Each contrada fields a fantino (jockey) and a horse for the race. Since space is limited and the course dangerous, only ten horses and fantini run each race. The contrade selected to run will always be the seven that did not race the previous Palio and three additional selected through a lottery. They race to win the Palio, the unique, silken banner created for each race. (Note: contrade is the plural for contrada in Italian)
One month before each race the lots are drawn for which contrade will race. The week before the race, soil is brought in from the countryside to lay the dirt track over the cobblestones around Piazza del Campo. The main festivities start three days before each Palio when the horses for each contrada are selected; it is not until then that the contrade and fantinos know which horse their jockey will ride. The process looks a lot like bingo and kicks off the next part of the Palio precursor, strategy.

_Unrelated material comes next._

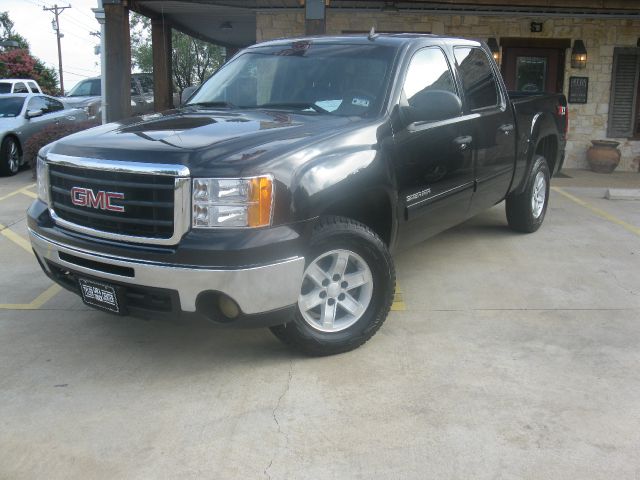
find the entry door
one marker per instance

Children from each contrada in the race singing their respective fight songs
Children from each Contrada in the race singing their fight songs before the Prova Generale last night (the second to last test before the race)
After it is known which horse each fantino will ride, the representatives for the contrada begin negotiating with each other. Horses and their jockeys are guarded by several members of the contrada to avoid foul play and contact with other contrade. Participating contrade will even go as far as paying another contrada to defeat its sworn enemy; some will try to bribe the jockeys. The days that follow include trial runs in the piazza, drummers, and flag bearers practicing and parading in the streets. The night before, hundreds of people sit at tables that seem to stretch on for miles in each contrada for dinner. Everyone is wearing their colors and passionately shouting the fight songs of their contrada.

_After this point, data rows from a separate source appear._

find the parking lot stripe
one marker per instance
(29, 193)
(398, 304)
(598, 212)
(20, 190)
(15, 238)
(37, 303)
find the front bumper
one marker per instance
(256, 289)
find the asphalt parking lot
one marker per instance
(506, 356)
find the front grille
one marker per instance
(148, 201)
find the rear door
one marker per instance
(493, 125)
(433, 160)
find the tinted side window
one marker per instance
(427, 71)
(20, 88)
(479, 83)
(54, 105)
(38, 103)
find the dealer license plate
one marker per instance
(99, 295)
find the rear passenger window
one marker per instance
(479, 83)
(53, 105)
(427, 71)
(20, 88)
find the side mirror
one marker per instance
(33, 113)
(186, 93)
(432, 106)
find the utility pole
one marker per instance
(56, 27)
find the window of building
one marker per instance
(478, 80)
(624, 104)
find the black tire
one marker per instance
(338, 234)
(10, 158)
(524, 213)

On the day of the race, each horse is taken into the church of its respective contrada, sprinkled with holy water and blessed. About mid-afternoon a procession lasting several hours winds its way through the city and into Piazza del Campo. About 60,000 people are in the Campo waiting for the horse race to begin. The starting lineup is selected, they lineup at the starting line and once there are no false starts, they race to the finish whipping each other and their horses in an effort to gain position. The jockeys ride bareback through the dangerous course, which lasts about ninety seconds. It’s the only horserace in the world where the horse wins the race, whether the rider is still on it or not. In the end, everyone celebrates except the team that comes in second, they turn out their lights and become the quietest corner of the city.
The August race is the most important but no less anxiety-ridden than the July one and just as exciting for anyone lucky enough to attend. Tickets can be hard to come by so plan well in advance or arrive very early to claim a spot inside the interior (where there are no facilities provided). If you arrive in Italy prior to the July Palio, you should also look into attending Calcio Storico Fiorentino in Florence held about eight days prior.

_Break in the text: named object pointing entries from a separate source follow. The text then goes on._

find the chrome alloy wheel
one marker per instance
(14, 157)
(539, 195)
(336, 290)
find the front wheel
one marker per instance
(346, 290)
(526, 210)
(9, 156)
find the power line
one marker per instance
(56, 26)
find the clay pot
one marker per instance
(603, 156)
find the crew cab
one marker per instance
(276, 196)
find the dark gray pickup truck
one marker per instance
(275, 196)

Jockeys (Fantini) and horses leaving Piazza del Campo this morning after the Provaccia, the final test run, before tonight’s Palio at about 7:20 PM local time (1:20 PM ET)
If you are interested in streaming the Palio live, this is a link to Siena TV (cell phone signals appear to be blocked during the events in Piazza del Campo). The race is scheduled to start at 7:20 PM local time (London 6:20 PM, 1:20 PM in New York, 12:20 PM in Chicago, 11:20 AM in Denver & 10:20 AM in Los Angeles). The start time is sometimes delayed due to the heat, the historical processions and the time it takes to line up the horses (quite difficult with no stalls). Siena TV linkSiena TV link
IN THE KNOW
if you are seriously thinking about attending NEXT year in July or August, reserve a room or apartment ASAP if you want to stay within Siena and/or consider a package through an event operator
Ask your host about tickets (the inner circle is free, but seats in stands or in the windows of private homes must be reserved)
If you decide to watch from the inner circle, get there four hours ahead to stake your claim (about 3 PM)
There are no facilities provided at the free inside ring of Piazza del Campo; plan ahead for bathrooms, water and sunscreen since you will be there for several hours
It’s a fun-filled day here in Florence with history, pageantry and spectacle! This morning started with the religious procession honoring St. John the Baptist. Beginning in Piazzetta di Parte Guelfa to the Duomo to pick up additional participants, then to Piazza Signoria by via Caiuroli. Part of the group entered the Palazzo Vecchio to pick up candles while the sbandieratori (flag-throwers) entertained the crowd with their skills outside. The Procession continued, tracing their steps back to the Duomo for the candle ceremony followed by Mass.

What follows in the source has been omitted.